Toward Transparency and Consistency: An Open-Source Optics Parameterization for Clouds and Precipitation

In this study, a new open-source package for cloud and precipitation modeling is introduced. Based on Mie theory and existing ice crystal data sets, the scheme generates optical properties for user-defined gas bands, particle size distribution, and crystal habits, ensuring continuity across wide spectral bands and from small particles (clouds) to large particles (precipitation). Compared with existing schemes in GFDL's AM4-MG2, it reduces shortwave reflection of liquid clouds at the top of the atmosphere (TOA) by 1.50 Wm⁻² and increases that of ice clouds by 1.62 Wm⁻², based on offline radiative calculations.

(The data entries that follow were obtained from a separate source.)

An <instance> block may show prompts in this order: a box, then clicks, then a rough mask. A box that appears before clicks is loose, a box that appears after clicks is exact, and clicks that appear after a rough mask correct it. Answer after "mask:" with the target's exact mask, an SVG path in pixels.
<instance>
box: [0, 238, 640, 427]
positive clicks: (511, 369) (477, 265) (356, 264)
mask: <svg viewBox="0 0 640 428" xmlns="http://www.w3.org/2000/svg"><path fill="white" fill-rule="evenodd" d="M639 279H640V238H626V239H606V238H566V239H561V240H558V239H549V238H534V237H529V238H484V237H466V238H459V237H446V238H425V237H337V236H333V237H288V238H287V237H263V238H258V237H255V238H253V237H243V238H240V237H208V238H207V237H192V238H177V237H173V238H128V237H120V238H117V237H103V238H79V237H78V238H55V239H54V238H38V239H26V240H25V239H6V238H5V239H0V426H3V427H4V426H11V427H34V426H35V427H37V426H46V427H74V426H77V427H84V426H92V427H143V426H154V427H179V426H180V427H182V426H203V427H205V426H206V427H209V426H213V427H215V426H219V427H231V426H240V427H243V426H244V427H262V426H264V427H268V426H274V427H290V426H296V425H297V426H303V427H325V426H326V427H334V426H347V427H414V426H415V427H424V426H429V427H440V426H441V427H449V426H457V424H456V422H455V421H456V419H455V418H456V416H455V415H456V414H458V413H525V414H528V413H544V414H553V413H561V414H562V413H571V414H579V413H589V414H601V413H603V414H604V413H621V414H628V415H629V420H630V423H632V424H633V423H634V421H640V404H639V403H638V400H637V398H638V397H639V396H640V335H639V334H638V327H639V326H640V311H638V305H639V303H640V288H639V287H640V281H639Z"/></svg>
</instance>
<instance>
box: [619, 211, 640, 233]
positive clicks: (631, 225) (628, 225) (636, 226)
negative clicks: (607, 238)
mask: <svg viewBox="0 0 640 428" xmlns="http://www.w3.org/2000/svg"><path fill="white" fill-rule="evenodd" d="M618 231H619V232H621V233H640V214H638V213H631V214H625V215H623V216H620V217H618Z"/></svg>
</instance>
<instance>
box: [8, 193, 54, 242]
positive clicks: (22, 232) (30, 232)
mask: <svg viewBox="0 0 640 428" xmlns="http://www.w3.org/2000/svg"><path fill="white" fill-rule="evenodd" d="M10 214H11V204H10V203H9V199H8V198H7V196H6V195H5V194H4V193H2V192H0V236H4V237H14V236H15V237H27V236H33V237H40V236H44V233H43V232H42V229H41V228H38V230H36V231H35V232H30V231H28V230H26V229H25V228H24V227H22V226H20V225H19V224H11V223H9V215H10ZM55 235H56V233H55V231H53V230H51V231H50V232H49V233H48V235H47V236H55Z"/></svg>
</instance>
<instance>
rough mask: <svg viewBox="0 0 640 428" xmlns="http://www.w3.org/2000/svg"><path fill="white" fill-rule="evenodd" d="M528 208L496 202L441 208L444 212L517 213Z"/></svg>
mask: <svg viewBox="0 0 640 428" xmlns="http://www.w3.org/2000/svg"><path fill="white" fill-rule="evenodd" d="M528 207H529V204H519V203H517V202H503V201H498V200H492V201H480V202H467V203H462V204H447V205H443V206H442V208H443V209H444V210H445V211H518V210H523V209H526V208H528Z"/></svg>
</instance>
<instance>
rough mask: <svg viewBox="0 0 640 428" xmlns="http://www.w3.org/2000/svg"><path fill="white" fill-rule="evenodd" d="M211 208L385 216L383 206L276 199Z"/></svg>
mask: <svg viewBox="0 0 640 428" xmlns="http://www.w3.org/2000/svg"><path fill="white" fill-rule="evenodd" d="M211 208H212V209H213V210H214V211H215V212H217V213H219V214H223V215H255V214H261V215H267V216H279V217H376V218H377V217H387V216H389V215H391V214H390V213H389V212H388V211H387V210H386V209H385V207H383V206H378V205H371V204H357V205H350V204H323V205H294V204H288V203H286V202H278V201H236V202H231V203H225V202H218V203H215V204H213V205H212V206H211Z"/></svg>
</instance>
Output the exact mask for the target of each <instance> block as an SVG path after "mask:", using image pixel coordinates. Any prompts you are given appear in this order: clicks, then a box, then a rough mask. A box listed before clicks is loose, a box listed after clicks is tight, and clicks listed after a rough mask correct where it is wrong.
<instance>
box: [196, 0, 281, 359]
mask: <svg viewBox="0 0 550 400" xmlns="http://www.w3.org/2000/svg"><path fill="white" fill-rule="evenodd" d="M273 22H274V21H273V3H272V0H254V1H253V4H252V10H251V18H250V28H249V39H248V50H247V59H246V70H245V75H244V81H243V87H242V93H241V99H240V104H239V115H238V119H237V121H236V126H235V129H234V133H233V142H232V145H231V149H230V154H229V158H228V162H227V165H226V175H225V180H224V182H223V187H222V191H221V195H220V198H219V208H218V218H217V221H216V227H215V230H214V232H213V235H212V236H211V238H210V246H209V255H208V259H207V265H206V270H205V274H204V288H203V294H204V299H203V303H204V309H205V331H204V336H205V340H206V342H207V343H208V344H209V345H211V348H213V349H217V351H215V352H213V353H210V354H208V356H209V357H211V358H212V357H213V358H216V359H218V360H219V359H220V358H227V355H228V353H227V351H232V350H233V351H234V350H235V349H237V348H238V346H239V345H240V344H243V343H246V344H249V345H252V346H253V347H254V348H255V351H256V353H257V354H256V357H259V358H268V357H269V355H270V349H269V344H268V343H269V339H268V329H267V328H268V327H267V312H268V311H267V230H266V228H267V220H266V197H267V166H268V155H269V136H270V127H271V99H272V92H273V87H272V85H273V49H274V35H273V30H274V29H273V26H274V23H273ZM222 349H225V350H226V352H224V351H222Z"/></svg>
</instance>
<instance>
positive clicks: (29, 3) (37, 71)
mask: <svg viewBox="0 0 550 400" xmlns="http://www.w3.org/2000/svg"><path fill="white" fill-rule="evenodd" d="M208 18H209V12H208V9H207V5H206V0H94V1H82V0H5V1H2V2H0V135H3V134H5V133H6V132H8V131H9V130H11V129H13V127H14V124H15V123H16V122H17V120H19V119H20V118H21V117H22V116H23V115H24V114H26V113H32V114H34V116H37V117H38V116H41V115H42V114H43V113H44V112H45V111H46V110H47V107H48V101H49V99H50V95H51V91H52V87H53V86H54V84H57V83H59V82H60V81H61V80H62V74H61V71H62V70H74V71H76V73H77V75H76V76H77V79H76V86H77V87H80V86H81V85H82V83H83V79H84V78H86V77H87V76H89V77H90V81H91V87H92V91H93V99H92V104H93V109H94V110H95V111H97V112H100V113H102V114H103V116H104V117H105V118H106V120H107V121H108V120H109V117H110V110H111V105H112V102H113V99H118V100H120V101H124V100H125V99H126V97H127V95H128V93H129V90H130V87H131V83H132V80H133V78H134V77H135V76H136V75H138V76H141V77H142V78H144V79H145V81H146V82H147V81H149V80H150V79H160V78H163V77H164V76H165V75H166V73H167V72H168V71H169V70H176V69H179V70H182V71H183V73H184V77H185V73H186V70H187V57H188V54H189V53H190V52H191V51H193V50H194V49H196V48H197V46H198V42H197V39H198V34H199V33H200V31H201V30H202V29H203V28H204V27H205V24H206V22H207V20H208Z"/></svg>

Using the new scheme, we find that cloud radiative effects are sensitive to microphysics variables such as particle size and habit, which affect the effective radius. Systematic flux biases may arise if the effective radius is not fully predicted in microphysics due to predefined size and habit distributions. We show that assuming spherical ice crystals underestimates ice-cloud radiative effects by 3.20 Wm⁻² in the longwave TOA and 2.76 Wm⁻² in the shortwave TOA. These biases can be addressed by improving the effective radius approximation with a volume-to-radius ratio derived from in-situ measurements. Combining these findings, we propose that climate models use a set of optics parameterizations for each hydrometeor type while adequently accounting for radiation effects caused by size and habit distributions. Uncertainties due to this simplification are evaluated. This study offers a consistent and physically based representation of radiative processes of clouds and precipitation in weather and climate simulations.